Zhang Feipeng, Li Qunhua
Department of Statistics, Pennsylvania State University, PA, 16802, USA.
Department of Statistics, Hunan University, Changsha, 410082, China.
Comput Stat Data Anal. 2017 Dec;116:49-66. doi: 10.1016/j.csda.2017.07.005. Epub 2017 Jul 29.
Expectile regression is a useful tool for exploring the relation between the response and the explanatory variables beyond the conditional mean. A continuous threshold expectile regression is developed for modeling data in which the effect of a covariate on the response variable is linear but varies below and above an unknown threshold in a continuous way. The estimators for the threshold and the regression coefficients are obtained using a grid search approach. The asymptotic properties for all the estimators are derived, and the estimator for the threshold is shown to achieve root-n consistency. A weighted CUSUM type test statistic is proposed for the existence of a threshold at a given expectile, and its asymptotic properties are derived under both the null and the local alternative models. This test only requires fitting the model under the null hypothesis in the absence of a threshold, thus it is computationally more efficient than the likelihood-ratio type tests. Simulation studies show that the proposed estimators and test have desirable finite sample performance in both homoscedastic and heteroscedastic cases. The application of the proposed method on a Dutch growth data and a baseball pitcher salary data reveals interesting insights. The proposed method is implemented in the package .
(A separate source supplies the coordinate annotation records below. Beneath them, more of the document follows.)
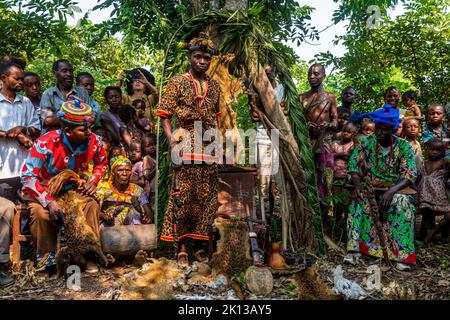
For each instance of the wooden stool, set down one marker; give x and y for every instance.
(21, 211)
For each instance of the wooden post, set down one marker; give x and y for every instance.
(127, 240)
(16, 236)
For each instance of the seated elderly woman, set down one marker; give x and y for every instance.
(386, 163)
(122, 202)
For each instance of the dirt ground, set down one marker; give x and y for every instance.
(430, 281)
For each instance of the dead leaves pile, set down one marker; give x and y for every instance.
(430, 281)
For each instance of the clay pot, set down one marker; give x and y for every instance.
(276, 260)
(259, 280)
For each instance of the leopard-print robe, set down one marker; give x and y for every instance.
(198, 182)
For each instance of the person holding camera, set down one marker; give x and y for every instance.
(140, 84)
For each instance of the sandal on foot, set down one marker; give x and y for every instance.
(183, 260)
(91, 267)
(403, 267)
(201, 256)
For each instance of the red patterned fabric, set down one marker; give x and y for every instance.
(51, 154)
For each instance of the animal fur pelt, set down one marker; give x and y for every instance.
(153, 282)
(80, 239)
(233, 249)
(311, 287)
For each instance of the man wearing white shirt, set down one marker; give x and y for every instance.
(18, 124)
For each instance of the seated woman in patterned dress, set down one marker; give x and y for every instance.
(122, 202)
(388, 162)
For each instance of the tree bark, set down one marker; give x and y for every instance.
(302, 229)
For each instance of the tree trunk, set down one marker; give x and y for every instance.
(302, 229)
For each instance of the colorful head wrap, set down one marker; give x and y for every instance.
(386, 115)
(203, 43)
(76, 112)
(117, 161)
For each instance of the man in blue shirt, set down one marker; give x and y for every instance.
(54, 97)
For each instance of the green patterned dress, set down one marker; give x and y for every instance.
(399, 227)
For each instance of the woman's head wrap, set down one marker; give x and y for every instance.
(76, 112)
(117, 161)
(386, 115)
(202, 43)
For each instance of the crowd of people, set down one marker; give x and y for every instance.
(43, 134)
(389, 166)
(394, 151)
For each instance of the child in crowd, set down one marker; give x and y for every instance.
(87, 81)
(392, 96)
(116, 130)
(411, 131)
(409, 99)
(367, 128)
(128, 115)
(433, 197)
(143, 123)
(341, 150)
(343, 119)
(435, 127)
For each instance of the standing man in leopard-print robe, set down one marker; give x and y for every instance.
(193, 97)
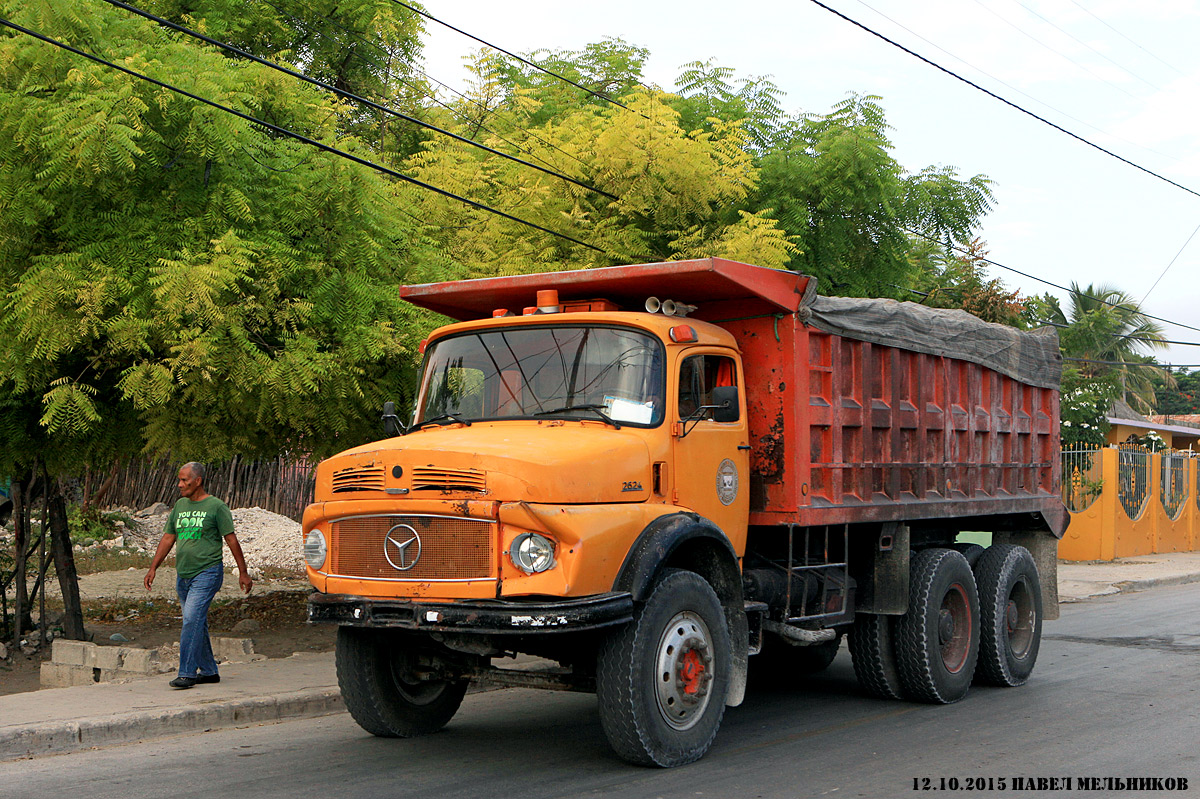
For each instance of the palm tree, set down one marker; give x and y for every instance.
(1105, 324)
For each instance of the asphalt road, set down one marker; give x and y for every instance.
(1115, 695)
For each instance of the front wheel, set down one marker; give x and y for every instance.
(661, 679)
(377, 676)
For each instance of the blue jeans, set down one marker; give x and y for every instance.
(195, 595)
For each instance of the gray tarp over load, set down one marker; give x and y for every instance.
(1029, 356)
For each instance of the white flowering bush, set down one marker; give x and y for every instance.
(1084, 407)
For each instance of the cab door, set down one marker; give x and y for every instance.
(712, 458)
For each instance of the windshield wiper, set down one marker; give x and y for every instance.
(599, 410)
(441, 420)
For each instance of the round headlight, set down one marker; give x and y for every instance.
(315, 548)
(532, 553)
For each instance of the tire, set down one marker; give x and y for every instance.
(873, 652)
(970, 551)
(663, 678)
(1009, 616)
(780, 661)
(372, 667)
(937, 640)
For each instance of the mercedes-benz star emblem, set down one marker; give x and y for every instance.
(399, 547)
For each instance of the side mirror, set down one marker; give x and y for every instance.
(391, 424)
(725, 401)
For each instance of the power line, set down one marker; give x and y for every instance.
(348, 95)
(1126, 37)
(995, 96)
(1008, 85)
(1042, 280)
(1152, 366)
(514, 55)
(1149, 341)
(431, 95)
(293, 134)
(1035, 38)
(1173, 263)
(1067, 32)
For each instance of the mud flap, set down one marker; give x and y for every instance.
(739, 660)
(886, 589)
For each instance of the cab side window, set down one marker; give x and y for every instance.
(699, 376)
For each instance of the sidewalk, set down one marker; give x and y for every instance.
(305, 685)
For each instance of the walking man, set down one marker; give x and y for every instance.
(198, 522)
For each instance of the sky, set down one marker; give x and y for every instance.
(1125, 76)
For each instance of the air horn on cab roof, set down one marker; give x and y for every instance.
(669, 307)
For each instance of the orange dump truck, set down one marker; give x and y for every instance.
(649, 474)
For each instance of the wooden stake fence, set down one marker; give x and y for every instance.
(282, 486)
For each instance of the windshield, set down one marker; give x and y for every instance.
(523, 372)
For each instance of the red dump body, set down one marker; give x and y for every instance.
(843, 430)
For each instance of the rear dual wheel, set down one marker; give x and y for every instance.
(1009, 614)
(937, 640)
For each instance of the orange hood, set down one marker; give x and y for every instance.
(551, 461)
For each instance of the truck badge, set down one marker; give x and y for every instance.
(397, 547)
(726, 482)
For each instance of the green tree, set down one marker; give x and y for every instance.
(852, 210)
(679, 193)
(1105, 329)
(179, 280)
(958, 280)
(1182, 397)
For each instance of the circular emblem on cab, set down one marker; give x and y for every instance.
(726, 482)
(402, 547)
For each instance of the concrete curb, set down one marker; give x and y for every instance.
(60, 737)
(1132, 586)
(1156, 582)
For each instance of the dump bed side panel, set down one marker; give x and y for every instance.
(846, 431)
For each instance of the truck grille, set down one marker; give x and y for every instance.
(451, 547)
(430, 479)
(359, 479)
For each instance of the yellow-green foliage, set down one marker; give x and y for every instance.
(177, 277)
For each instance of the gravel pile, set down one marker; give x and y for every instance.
(268, 540)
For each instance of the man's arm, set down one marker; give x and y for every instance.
(165, 545)
(244, 580)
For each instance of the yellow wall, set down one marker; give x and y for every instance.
(1104, 530)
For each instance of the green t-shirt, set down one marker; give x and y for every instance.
(198, 528)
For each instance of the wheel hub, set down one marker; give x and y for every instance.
(954, 629)
(684, 673)
(945, 626)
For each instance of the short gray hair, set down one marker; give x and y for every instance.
(197, 469)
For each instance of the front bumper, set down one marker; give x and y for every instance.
(483, 617)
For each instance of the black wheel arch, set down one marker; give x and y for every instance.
(689, 541)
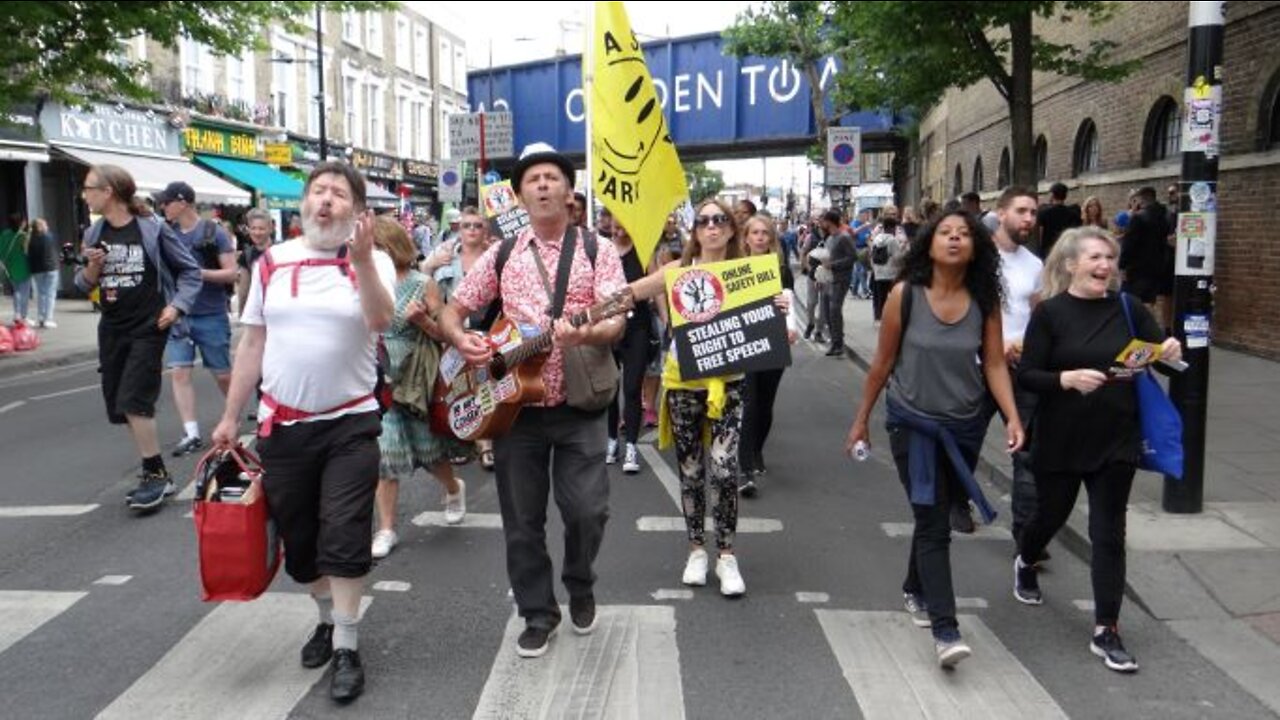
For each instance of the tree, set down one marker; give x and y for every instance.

期望分位数回归是探索响应变量与条件均值之外的解释变量之间关系的有用工具。开发了一种连续阈值期望分位数回归,用于对协变量对响应变量的影响呈线性,但在未知阈值上下以连续方式变化的数据进行建模。使用网格搜索方法获得阈值和回归系数的估计值。推导了所有估计值的渐近性质,并证明了阈值估计值具有根n一致性。针对给定期望分位数处阈值的存在性,提出了一种加权CUSUM型检验统计量,并在原假设和局部备择模型下推导了其渐近性质。该检验仅需在无阈值的原假设下拟合模型,因此在计算上比似然比型检验更有效。模拟研究表明,所提出的估计量和检验在同方差和异方差情况下均具有理想的有限样本性能。将所提出的方法应用于荷兰生长数据和棒球投手薪资数据,揭示了有趣的见解。所提出的方法在 包中实现。